Fue tal la potencia que tuve que apartarme el móvil de la oreja. Lo puse en manos libres, lo coloqué en la mesa y respondí:

—Tu mujer ha presentado un certificado falso. ¿Te lo ha contado ya? No existen secretos entre vosotros, ¿no?

No tenía delante las fotos en las que estaba engañándola con otra mujer, pero era como si todavía estuviera viéndolas.

No tenía ni pijotera idea de a qué me refería; estaba demasiado acelerado como para darse cuenta:

—¡Perturbado cabrón! Mi mujer es una abogada honrada. ¡Honrada, sí! Esa es una palabra que seguro que tú no conoces. Vuelvo a decírtelo una vez más: mantente alejado de ella y de nuestros hijos. Ya estás avisado.

—Tú mujer ha presentado un escrito falso —repetí tranquilo—. Eso le ha causado muchas desgracias a otras personas. Piénsatelo un poco.
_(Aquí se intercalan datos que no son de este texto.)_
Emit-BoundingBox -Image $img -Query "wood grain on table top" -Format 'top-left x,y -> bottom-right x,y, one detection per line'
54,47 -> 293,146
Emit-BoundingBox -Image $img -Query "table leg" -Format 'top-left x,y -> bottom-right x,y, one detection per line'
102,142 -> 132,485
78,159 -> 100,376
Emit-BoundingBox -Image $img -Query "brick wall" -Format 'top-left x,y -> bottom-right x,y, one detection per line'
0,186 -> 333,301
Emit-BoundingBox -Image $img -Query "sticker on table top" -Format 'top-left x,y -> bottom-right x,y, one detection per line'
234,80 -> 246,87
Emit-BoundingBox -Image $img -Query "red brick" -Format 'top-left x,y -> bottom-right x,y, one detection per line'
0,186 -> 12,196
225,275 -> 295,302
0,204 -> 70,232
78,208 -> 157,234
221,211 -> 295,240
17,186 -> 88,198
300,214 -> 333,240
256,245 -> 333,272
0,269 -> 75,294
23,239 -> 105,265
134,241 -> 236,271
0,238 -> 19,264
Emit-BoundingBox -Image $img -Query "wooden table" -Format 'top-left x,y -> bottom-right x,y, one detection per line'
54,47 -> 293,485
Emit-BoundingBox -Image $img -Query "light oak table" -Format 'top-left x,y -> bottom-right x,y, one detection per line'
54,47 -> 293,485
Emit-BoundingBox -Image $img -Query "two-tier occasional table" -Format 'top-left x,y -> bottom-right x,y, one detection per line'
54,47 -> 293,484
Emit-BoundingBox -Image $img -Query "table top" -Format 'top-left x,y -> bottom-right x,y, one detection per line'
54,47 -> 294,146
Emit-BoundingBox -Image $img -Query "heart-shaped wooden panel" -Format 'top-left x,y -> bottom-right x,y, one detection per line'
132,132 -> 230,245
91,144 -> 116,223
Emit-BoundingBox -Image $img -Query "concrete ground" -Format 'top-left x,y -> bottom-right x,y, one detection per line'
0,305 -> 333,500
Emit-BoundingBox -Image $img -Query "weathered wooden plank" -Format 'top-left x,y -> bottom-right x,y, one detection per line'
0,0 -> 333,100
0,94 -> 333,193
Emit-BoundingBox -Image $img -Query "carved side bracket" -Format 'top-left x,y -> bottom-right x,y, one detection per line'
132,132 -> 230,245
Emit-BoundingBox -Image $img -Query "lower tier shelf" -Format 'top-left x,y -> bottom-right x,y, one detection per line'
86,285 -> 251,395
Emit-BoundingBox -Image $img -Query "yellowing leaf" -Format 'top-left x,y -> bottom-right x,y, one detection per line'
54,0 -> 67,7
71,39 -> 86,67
Yo ya había tenido que aguantar la agresividad otras veces, y parecía claro que esta conversación le estaba costando más energía a él que a mí. Tampoco me daba la impresión de que tuviera que preocuparme demasiado por una posible visita suya. Y si llegara el caso, tal vez podría darme un cachete y hasta podría acabar incluso con los huesos en el suelo, pero entonces me levantaría sin más, ya que en eso soy muy bueno. Y por lo que había visto en las fotos, no tenía la impresión de que él también lo fuera. A fin de cuentas, no se trataba de quién podía repartir hostias más fuertes, sino de quién podía encajarlas mejor, quién volvería a levantarse una y otra vez.

—Y si es necesario, te citaré ante el juez. ¿Me oyes?

Corté la comunicación sin responderle.